Since it was never built for that, it's hardly surprising.
Even its basic control characters are horrible if allowed in program
text: for example
The only well-defined 8-bit control characters in Unicode are TAB, CR, LF, and NEL; everything else is mapped in from other character sets, and can be changed without affecting the Unicode status of the rest.
The only way to defend against this would be
requiring valid source code to have bidirectional nesting strictly
isomorphic to the program parse tree nesting.

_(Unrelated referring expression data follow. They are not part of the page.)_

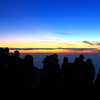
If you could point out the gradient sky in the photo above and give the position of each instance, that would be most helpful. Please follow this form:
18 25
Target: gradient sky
65 26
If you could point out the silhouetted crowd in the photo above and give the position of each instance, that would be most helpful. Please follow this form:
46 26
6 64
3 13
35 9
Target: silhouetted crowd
20 79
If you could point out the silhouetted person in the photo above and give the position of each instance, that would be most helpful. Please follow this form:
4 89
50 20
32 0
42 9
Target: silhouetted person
28 79
49 88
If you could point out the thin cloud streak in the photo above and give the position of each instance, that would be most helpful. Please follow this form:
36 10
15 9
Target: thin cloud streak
87 42
75 49
62 33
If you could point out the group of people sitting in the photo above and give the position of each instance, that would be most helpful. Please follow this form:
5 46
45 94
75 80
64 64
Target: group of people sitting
71 80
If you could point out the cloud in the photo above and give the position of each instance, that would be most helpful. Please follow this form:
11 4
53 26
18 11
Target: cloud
62 33
98 44
59 48
87 42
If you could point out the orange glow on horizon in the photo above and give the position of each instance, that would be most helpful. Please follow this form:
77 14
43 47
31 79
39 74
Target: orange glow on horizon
57 51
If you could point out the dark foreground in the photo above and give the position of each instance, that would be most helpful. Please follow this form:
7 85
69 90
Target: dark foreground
20 79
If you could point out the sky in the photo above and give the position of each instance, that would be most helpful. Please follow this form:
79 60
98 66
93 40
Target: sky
54 26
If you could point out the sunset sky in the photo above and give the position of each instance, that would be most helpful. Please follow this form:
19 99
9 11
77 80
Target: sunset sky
60 26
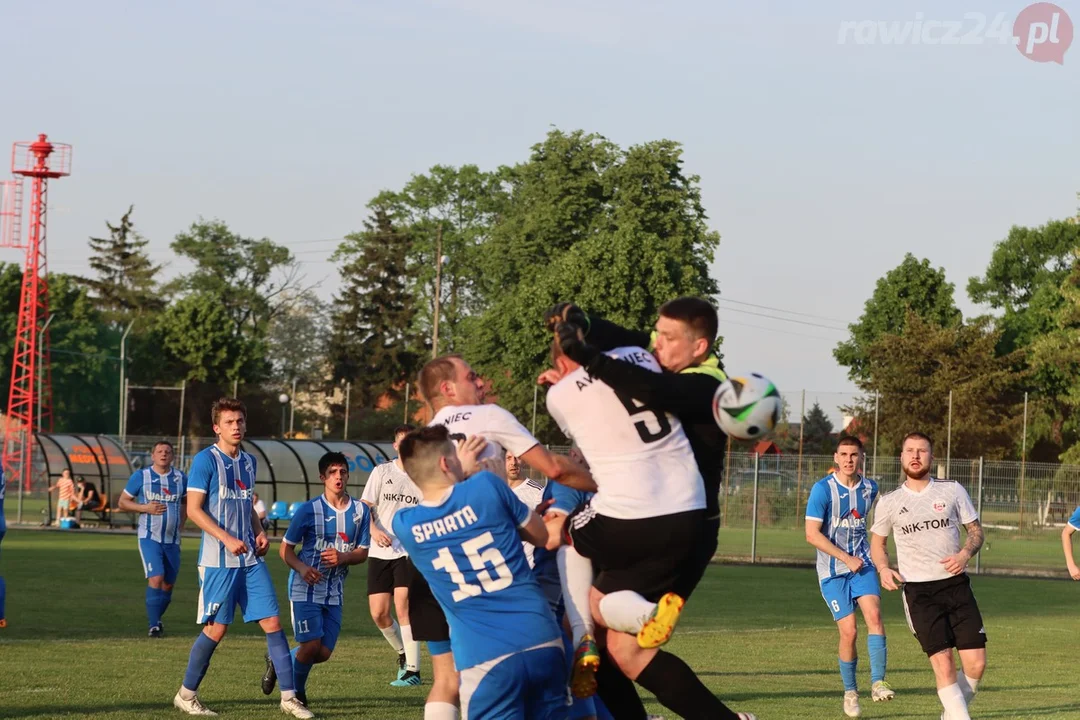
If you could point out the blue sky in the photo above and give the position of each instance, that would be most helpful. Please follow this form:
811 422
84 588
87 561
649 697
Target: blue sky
821 163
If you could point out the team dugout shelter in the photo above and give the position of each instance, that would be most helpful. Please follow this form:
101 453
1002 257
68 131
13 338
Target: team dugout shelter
287 471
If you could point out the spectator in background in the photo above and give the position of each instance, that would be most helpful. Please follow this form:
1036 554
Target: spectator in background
66 488
260 510
86 498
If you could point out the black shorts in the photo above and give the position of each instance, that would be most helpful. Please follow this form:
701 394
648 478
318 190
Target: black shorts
943 614
645 555
424 614
386 575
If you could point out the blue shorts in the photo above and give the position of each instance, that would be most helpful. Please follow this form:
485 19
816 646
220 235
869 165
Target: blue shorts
581 707
530 683
160 559
315 622
840 593
221 589
439 647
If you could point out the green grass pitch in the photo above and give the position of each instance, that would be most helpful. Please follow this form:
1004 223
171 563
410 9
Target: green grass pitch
760 637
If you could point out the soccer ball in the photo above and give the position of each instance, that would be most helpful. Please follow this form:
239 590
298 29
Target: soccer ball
746 408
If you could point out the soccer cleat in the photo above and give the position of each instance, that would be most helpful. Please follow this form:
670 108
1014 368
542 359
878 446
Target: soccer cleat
658 628
851 704
192 706
407 680
294 707
270 677
586 661
880 692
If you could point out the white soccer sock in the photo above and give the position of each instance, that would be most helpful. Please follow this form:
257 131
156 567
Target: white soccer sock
626 611
576 575
440 711
953 701
969 685
393 636
412 650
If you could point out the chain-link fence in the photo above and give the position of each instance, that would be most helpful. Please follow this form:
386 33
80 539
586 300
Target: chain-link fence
1023 507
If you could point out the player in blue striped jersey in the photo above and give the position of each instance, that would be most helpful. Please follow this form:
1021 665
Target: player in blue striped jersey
158 493
836 525
3 529
333 532
464 538
231 571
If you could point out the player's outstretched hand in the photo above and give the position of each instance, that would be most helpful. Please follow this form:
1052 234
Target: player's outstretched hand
956 564
891 580
234 545
571 340
311 575
564 312
380 539
468 453
332 558
854 564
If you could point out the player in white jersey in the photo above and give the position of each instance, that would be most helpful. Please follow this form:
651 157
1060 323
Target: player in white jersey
648 486
455 394
836 519
231 570
158 494
389 489
925 516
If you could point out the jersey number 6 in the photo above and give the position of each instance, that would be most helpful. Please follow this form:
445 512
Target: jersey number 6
633 407
478 558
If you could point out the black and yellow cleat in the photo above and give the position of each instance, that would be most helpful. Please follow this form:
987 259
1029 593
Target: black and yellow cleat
659 628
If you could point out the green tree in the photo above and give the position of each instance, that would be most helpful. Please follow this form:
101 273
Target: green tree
372 343
251 279
916 370
457 208
1055 356
125 284
198 334
910 287
621 255
817 432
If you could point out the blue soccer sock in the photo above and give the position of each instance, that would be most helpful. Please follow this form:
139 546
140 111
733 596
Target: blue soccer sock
282 663
153 605
166 597
878 656
300 671
848 674
199 662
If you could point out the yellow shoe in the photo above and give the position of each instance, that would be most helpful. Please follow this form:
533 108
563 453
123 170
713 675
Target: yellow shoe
586 661
658 629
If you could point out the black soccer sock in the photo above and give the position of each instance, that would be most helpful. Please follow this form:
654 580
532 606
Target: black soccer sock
618 692
679 690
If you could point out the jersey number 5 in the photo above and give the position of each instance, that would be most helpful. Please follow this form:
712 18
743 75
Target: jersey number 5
478 558
633 407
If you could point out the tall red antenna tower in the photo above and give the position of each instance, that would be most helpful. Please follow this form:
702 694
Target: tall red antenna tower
29 401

Or to stop paying attention to how code is rendered and solely to what codepoints it contains, which is what happens in practice. On the other hand, identifiers are both linguistic and non-linguistic at the same time, and that's why they need Unicode. (I read somewhere that Java became popular in Japan before other places was that identifiers could be written in actual orthography, not just romanization or katakana-ization.
My opinion is that if you're going to have unicode strings, you
can't use them for any purpose other than representing language. If
you can, then you have something which will, by definition, be
non-conforming to the unicode standard. It would allow low
surrogates to appear by themselves or in the wrong order with high
surrogates, or allow them to appear in UTF-32, or allow
non-character values to occupy positions in the string, or allow
strings to be divided in the middle of a grapheme cluster, or allow
you to make non-normalized strings, or any of a thousand other
things that result in a bogus, non-conforming string.
I agree with all points but the last. There are multiple levels of normalization, and to make all but one impossible is a grave mistake. The same is true with so-called grapheme clusters: which clusters are appropriate and which are not depends on the language being used.
If you think you need a NUL
in the middle of a string, then you are not using it to represent
language. Use a blob instead.
Emphatic +1, where blobs are typically bytevectors.